Under the Affordable Care Act (ACA), healthcare providers that receive an overpayment from Medicare or Medicaid are required to report and return the overpayment to the government within 60 days after the date on which the overpayment was identified (commonly referred to as the “60-day rule”). An overpayment retained after 60 days constitutes an “obligation” for purposes of potential False Claims Act (FCA) liability. More specifically, it is those obligations that are knowingly concealed, or knowingly and improperly avoided or decreased, which often provide the legal basis for liability under the FCA.
In the overpayment scenario, however, one of the most vexing issues confronted by healthcare organizations concerns the determination as to when an overpayment has been actually identified. While it seems straightforward enough to say that the 60-day rule deadline starts ticking when an overpayment is identified, unfortunately, Congress failed to provide clear guidance in the ACA as to what this means.
Therefore, considerable uncertainty remains as to when that fateful 60-day clock should begin to run. When definitional voids are found in statutes, either agency policy or court rulings typically fill in the gaps going forward. In this situation, a recent court adjudication results in a somewhat disconcerting first taste as to how this issue may unfold.
In a United States District Court ruling from the Southern District of New York, Kane ex. rel. United States et al. v. Healthfirst, Inc., et al, Case 1:11-cv-023254-ER (S.D.N.Y. 2015) the Court squarely confronted the issue of FCA liability and the 60-day rule. In the Kane case, a computer glitch in a vendor’s billing software caused several hospitals to improperly bill Medicaid and secondary payors. After approximately 18 months of improper billing, state authorities raised questions as to the potential billing discrepancies, and software corrections were implemented. One of the defendants then assigned an employee in September 2010 to conduct an internal analysis to determine the scope of the past problem.
The employee (who ultimately became the whistleblower plaintiff in this case) created a spreadsheet listing over 900 potential overpayment claims (totaling over $1 million) and sent it to management in February 2011. In his communication to management, the employee stated that while further analysis was needed to confirm the overpayments, the spreadsheet indicated the “magnitude” of the issue. Although approximately half the claims listed had not been overpaid, in reviewing the facts of this case the Court noted that the spreadsheet did accurately include the “vast majority” of the claims erroneously billed. Management terminated the employee four days after he sent the spreadsheet and, approximately two months later, the FCA qui tam action against his former employer was filed.

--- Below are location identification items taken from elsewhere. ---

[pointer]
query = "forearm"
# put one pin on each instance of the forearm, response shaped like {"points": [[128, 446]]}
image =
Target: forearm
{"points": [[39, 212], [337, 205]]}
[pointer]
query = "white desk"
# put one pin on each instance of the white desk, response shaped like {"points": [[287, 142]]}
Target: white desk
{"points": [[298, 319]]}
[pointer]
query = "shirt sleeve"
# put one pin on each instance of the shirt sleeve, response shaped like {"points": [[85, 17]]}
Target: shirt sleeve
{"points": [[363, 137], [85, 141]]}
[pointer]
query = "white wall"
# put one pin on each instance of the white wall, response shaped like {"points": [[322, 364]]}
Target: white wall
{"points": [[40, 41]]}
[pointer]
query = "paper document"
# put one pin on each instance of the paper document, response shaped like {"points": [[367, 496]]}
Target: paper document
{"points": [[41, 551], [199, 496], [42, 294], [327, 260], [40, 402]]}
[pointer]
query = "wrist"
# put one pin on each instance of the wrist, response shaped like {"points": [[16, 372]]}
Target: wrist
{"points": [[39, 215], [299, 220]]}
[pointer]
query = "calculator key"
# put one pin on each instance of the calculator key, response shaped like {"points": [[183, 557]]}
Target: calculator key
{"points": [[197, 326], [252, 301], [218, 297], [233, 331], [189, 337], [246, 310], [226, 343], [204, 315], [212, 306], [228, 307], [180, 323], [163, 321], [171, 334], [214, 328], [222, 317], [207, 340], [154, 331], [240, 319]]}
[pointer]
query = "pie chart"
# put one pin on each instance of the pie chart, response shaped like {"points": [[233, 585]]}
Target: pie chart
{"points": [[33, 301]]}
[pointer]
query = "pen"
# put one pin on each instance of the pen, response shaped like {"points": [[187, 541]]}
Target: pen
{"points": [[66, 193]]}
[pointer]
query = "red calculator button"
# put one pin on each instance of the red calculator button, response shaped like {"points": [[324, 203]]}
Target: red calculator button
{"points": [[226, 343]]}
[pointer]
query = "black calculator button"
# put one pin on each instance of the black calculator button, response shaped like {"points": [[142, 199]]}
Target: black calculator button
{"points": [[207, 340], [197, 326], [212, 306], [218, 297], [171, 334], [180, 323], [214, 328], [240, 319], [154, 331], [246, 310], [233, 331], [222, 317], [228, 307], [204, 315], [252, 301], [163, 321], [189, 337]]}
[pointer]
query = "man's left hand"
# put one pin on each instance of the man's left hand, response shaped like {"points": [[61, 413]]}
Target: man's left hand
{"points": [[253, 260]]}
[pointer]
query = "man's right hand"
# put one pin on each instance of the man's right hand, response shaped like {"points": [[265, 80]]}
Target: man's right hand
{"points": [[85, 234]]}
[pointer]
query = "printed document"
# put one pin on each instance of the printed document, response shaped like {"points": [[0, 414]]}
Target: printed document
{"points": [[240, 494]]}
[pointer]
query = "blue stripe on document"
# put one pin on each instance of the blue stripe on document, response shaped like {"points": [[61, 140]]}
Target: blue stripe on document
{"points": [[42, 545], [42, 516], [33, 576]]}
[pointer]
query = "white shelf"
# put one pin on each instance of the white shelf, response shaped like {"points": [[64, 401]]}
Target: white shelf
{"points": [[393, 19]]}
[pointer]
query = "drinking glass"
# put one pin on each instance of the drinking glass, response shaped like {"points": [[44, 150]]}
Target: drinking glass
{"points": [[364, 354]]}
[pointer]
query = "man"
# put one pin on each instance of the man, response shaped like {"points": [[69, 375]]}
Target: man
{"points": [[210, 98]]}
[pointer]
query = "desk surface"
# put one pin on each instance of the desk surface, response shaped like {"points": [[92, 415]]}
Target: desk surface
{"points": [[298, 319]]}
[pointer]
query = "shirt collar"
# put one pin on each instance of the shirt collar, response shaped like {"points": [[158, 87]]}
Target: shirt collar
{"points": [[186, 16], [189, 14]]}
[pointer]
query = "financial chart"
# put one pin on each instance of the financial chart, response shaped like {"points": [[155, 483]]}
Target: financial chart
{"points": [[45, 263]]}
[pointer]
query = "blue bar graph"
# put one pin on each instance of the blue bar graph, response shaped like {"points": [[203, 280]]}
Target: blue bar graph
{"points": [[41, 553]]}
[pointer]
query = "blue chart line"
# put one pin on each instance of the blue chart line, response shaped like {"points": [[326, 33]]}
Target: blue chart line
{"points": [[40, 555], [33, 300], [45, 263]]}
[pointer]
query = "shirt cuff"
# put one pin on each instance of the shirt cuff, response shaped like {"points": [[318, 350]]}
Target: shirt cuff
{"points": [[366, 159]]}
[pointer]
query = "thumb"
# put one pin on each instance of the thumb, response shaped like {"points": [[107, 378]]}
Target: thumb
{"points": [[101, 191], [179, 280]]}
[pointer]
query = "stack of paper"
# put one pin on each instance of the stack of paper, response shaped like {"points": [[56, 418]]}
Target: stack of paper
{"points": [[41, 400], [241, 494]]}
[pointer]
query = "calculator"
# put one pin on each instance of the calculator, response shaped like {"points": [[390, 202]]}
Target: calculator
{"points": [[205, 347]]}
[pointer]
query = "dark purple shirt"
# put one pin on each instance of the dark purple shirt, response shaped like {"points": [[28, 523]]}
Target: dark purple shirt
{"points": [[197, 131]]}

Defendants argued that no obligation had been created under the FCA because no claim had been clearly identified and not re-paid within the 60-day time period. Defendants contended that the 60-day time period starts running when overpayments have been calculated and properly quantified. The Court rejected this argument and stated that for purposes of FCA liability, notice of potential overpayment is sufficient to start the 60-day clock ticking.
In reaching this statutory interpretation that a claim is “identified” upon notice, the Court found that:
- the FCA’s legislative history supported a finding that FCA obligations arise regardless of whether the amount of the overpayment is fixed;
- while the government’s definition that an overpayment is “identified” only upon notice imposes a “demanding standard of compliance,” the ACA provisions do not grant providers an extension to report and return beyond the 60 days;
- Congress embedded the FCA with the purpose and power to provide a potent enforcement vehicle for recovering fraud against the Government; and
- it was consistent with its “more than 150-year commitment to deterring fraud,” that Congress expressly incorporated FCA liability into the ACA and intended providers to be responsible for reporting and returning overpayments within the designated timeline.
Having stated the rule, which many may see as onerous or even unfair, it is also important to remember that in cases such as these, context, or the totality of the circumstances, is critically important. Here, at least for purposes of denying the motion to dismiss in the early stage of this litigation, the firing of an employee four days after he identified potential overpayments was not well received by the Court. Also, the alleged failure to investigate and take action to address the complete list of claims for almost two years could ultimately, in the Court’s opinion, be consistent with an ultimate finding of recklessness or deliberate ignorance.
While the 60-day rule presents a challenging task for providers, the Kane decision acknowledges the spirit of the FCA was not aimed at healthcare providers working in good-faith to address overpayments timely. Certainly, even though an overpayment may qualify as an FCA obligation, with respect to reverse false claims, the District Court in Kane aptly observed that an obligation normally will not ripen into FCA liability without the concomitant finding of knowing concealment of the obligation or the knowing and improper avoidance or decrease of the obligation.
Interestingly, in Kane, following this denial of the motion to dismiss, the parties jointly asked the District Court to stay the running of the discovery deadlines so that the parties could conduct settlement negotiations. So for now, as we await further agency guidance (which CMS has indicated will likely not occur until at least 2016) and additional court decisions, the watchword for healthcare organizations is to continue to respond diligently and in good faith to potential overpayments, with the understanding that being put on notice of potential overpayments is sufficient to start the 60-day clock.